Share Zarr and NetCDF data hosted on EDITO data storage

There are many ways to manipulate and share files in EDITO, and you can use your favorite tools to do it. The following content describes a simple and quick way to share publicly some Zarr and NetCDF data hosted on your EDITO data storage, so that others can open them with the Python library xarray.

Share Zarr files

Upload a Zarr folder to your personal bucket

Either from the EDITO datalab UI or from where your Zarr data is by using your favorite tools, upload the Zarr folder to your personal bucket on EDITO, and name it foobar.zarr.
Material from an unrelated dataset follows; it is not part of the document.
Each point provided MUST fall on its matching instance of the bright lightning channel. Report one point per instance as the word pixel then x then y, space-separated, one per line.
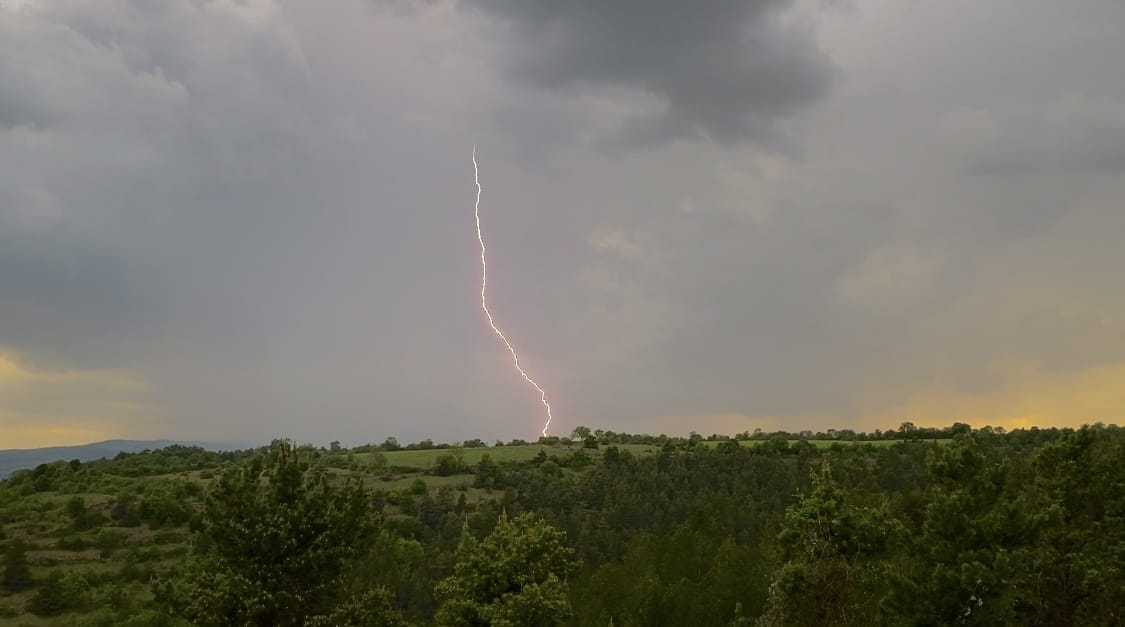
pixel 484 303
Here is an example using xarray.Dataset and s3fs:

from os import environ
from xarray import Dataset
import s3fs

fs = s3fs.S3FileSystem(
    client_kwargs={'endpoint_url': 'https://'+'minio.dive.edito.eu'},
    key = environ["AWS_ACCESS_KEY_ID"],
    secret = environ["AWS_SECRET_ACCESS_KEY"],
    token = environ["AWS_SESSION_TOKEN"]
)

dataset: Dataset = ... # a dataset containing values of a variable my_var over dimensions x and y

x_chunk: int = ... # maximum number of value in each chunk over dimension x
y_chunk: int = ... # maximum number of value in each chunk over dimension y
encoding = {'my_var': {'chunks': (x_chunk, y_chunk)}}
out_store = s3fs.S3Map(root=f"oidc-[YOUR-USERNAME]/foobar.zarr", s3=fs, create=True)
dataset.to_zarr(
    store=out_store,
    consolidated=True,
    mode='w',
    encoding=encoding
)

Make your data publicly accessible

To do that, either click on the “closed eye” aligned with the zarr folder in the datalab file browser, or use the mc anonymous command in a Jupyterlab terminal running on EDITO (click here to launch one), and open the terminal and run:

mc anonymous set download s3/oidc-[YOUR_USERNAME]/foobar.zarr

Open it with xarray

In a python environment (either on your machine or within an EDITO service like this one) in which xarray, dask and zarr are installed, open the python console/notebook and run:

import xarray
xarray.open_dataset("https://minio.dive.edito.eu/oidc-[YOUR-USERNAME]/foobar.zarr", engine="zarr")

Share a NetCDF file

Upload and make your foobar.nc NetCDF file publicly accessible like in the sections above, then in a python environment (either on your machine or within an EDITO service like this one) in which xarray and netCDF4 are installed, open the python console/notebook and run:

import xarray
xarray.open_dataset("https://minio.dive.edito.eu/oidc-[YOUR-USERNAME]/foobar.nc#mode=bytes", engine="netcdf4")